Lemma 1: For each $k$, $\mathbb E \left[ \overline{\widehat{Y_k}} \right] = \mu$.

Proof: To compute this expected value, we average over all the possibilities: $$\mathbb E \left[ \overline{ \widehat{Y_k} } \right] = \sum_{i \in \bigstar} \frac{1}{\binom T n} \sum_{j=1}^n \frac{\widehat{y_{ij}}}{n}$$ where $\bigstar$ is taken over all possible samples of size $n$ that can be drawn from the population. Since this is a random sample, we note that each sample of size $n$ is equally likely, which is why we weight each one with a factor of $1 / \binom T n$.

Expanding that idea further: The fundamental question is how many ways there are to draw a sample of size $n$ from a population of size $T$ that contain the distinguished element $y$. This, like all probability, comes down to a counting argument. If we demand that a sample must contain $y$, then we can fill the other $n-1$ spots with any of the available $T-1$ choices. Hence, there are $\binom{T-1}{n-1}$ ways to accomplish this.

Fix any $y$ in the original population. In the double summation, $y$ will appear in exactly $\binom{T-1}{n-1}$ of the $\binom T n$ terms.

Hence, the expectation is equal to $$\frac{1}{\binom T n \cdot n} \sum_{i=1}^T \binom{T-1}{n-1} y_i = \frac{\frac{(T-1)!}{(n-1)!(T-n)!}}{\frac{T!}{n!(T-n)!} n} \sum_{i=1}^T y_i = \frac 1 T \sum_{i=1}^T y_i = \mu. \qquad \qquad \square$$

Important remark: This is not the best way to prove this! It is complicated, messy, and convoluted. The link you attached has the best way to prove this result.

Using that lemma, I think you can repair (3).

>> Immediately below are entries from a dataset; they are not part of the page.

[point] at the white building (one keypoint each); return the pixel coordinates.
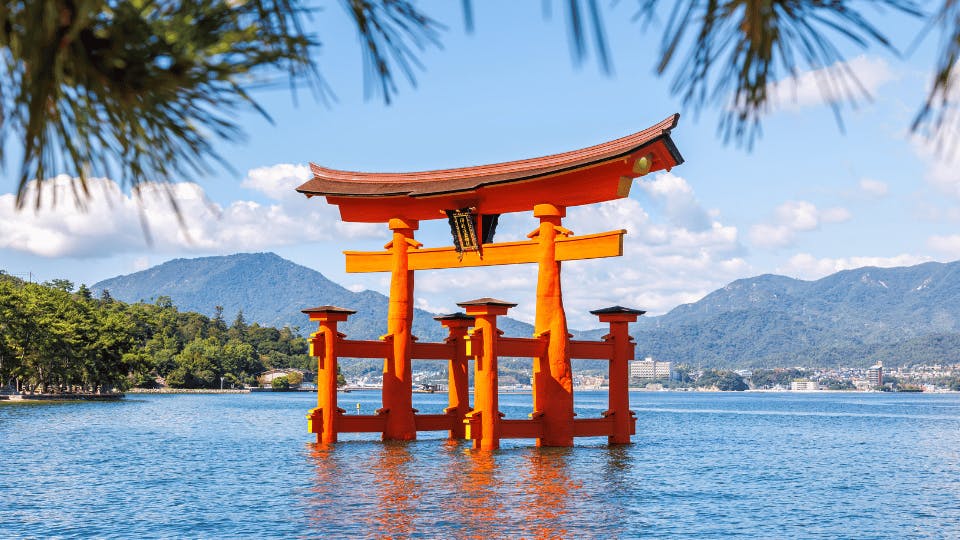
(804, 386)
(650, 369)
(875, 375)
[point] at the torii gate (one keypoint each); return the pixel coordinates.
(472, 198)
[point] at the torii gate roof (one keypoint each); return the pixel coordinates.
(589, 175)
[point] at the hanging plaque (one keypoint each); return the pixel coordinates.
(464, 230)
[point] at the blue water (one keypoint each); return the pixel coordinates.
(702, 465)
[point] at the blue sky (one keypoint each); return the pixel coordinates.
(806, 201)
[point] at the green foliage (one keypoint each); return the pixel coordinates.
(898, 315)
(53, 340)
(726, 381)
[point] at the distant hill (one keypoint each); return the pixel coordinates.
(898, 315)
(271, 291)
(855, 317)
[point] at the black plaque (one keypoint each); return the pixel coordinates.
(464, 229)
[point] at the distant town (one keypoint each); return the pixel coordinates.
(653, 375)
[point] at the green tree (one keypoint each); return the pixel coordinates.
(137, 90)
(725, 381)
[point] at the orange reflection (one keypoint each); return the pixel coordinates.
(549, 488)
(400, 489)
(398, 492)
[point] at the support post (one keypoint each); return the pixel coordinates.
(397, 375)
(552, 376)
(323, 345)
(486, 402)
(458, 385)
(618, 407)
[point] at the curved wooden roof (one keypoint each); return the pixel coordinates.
(562, 174)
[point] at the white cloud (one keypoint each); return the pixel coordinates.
(141, 263)
(676, 255)
(110, 223)
(792, 217)
(818, 87)
(873, 188)
(798, 215)
(806, 266)
(278, 182)
(947, 244)
(676, 197)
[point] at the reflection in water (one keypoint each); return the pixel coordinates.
(549, 488)
(397, 491)
(442, 488)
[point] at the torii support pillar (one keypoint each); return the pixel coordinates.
(458, 383)
(323, 345)
(483, 347)
(624, 421)
(552, 376)
(397, 374)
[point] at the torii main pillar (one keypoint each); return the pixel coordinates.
(397, 369)
(552, 375)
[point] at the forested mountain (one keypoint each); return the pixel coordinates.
(269, 290)
(854, 317)
(55, 338)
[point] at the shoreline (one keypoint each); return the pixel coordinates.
(112, 396)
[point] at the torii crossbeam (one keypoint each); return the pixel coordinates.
(472, 199)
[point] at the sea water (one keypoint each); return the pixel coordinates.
(702, 465)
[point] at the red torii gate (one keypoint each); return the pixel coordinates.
(472, 198)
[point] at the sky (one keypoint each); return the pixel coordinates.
(808, 199)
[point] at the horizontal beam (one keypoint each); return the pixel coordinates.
(588, 246)
(435, 422)
(591, 350)
(347, 348)
(593, 427)
(433, 351)
(521, 347)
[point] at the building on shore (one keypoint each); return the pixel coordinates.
(651, 369)
(804, 385)
(875, 375)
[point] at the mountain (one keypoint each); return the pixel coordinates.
(853, 317)
(271, 291)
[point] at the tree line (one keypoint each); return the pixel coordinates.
(57, 339)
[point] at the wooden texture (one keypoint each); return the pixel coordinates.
(587, 246)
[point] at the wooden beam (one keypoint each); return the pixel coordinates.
(588, 246)
(591, 350)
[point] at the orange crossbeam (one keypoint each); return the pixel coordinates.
(433, 351)
(593, 427)
(361, 423)
(591, 350)
(521, 347)
(363, 349)
(588, 246)
(435, 422)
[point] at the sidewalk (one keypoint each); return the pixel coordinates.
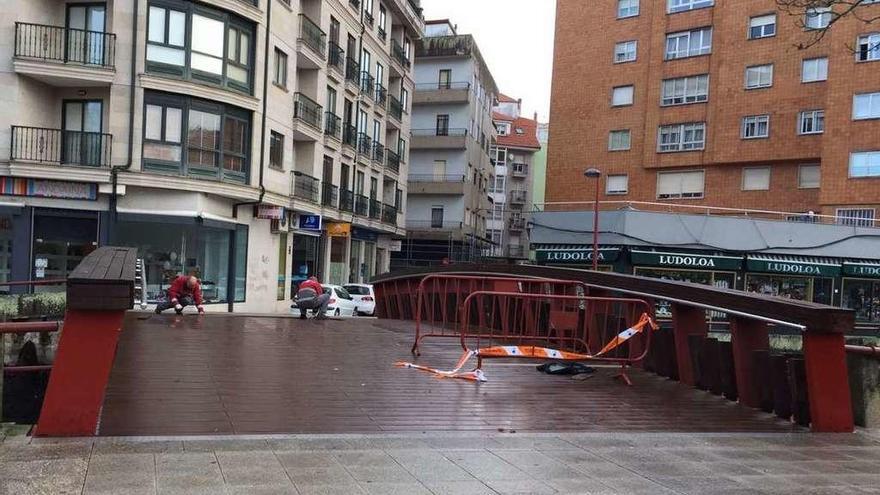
(454, 463)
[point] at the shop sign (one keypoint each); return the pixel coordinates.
(575, 256)
(680, 260)
(861, 270)
(270, 212)
(310, 222)
(804, 268)
(364, 235)
(338, 229)
(43, 188)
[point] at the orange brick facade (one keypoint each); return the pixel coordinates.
(584, 76)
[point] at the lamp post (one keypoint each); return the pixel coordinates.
(595, 173)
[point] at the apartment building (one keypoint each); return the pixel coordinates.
(514, 154)
(248, 142)
(700, 102)
(450, 169)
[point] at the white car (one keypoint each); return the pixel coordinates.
(364, 298)
(341, 302)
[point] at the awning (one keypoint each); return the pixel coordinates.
(686, 260)
(793, 265)
(573, 254)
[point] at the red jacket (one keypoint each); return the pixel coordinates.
(179, 289)
(311, 284)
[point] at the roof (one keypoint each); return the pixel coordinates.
(527, 139)
(704, 232)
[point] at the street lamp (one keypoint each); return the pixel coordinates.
(595, 173)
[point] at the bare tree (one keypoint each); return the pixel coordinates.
(818, 17)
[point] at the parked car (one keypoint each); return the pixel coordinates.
(341, 302)
(364, 298)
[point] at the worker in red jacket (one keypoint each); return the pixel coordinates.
(185, 291)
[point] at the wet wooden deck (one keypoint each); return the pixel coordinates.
(228, 374)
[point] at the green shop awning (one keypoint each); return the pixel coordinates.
(686, 260)
(864, 269)
(793, 265)
(574, 255)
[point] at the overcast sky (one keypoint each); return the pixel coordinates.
(515, 38)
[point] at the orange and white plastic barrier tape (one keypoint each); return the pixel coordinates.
(532, 352)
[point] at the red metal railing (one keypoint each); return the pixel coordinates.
(438, 299)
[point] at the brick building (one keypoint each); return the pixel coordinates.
(713, 103)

I think you may have neglected a $\frac 1 N$ somewhere in (3), but it's hard to tell because I can't interpret the meaning of $\mu_{\overline { \widehat Y}}$. Perhaps Lemma 1 above was what you were trying to show there?

For main question 2: Since $\overline{\widehat{Y_k}} = \frac 1 n \sum_{j=1}^{n} \widehat{y_{kj}}$ and the $y_{kj}$ terms are independent of one another, it follows from a classical theorem I referenced in my other post that $$\operatorname{Var} \left(\overline{\widehat{Y_k}} \right) = \left( \frac 1 n \right)^2 \sum_{j=1}^n \operatorname{Var}(\widehat{y_{kj}}) = \frac 1 n \cdot \sigma^2.$$ Taking square roots of both sides gives the desired result.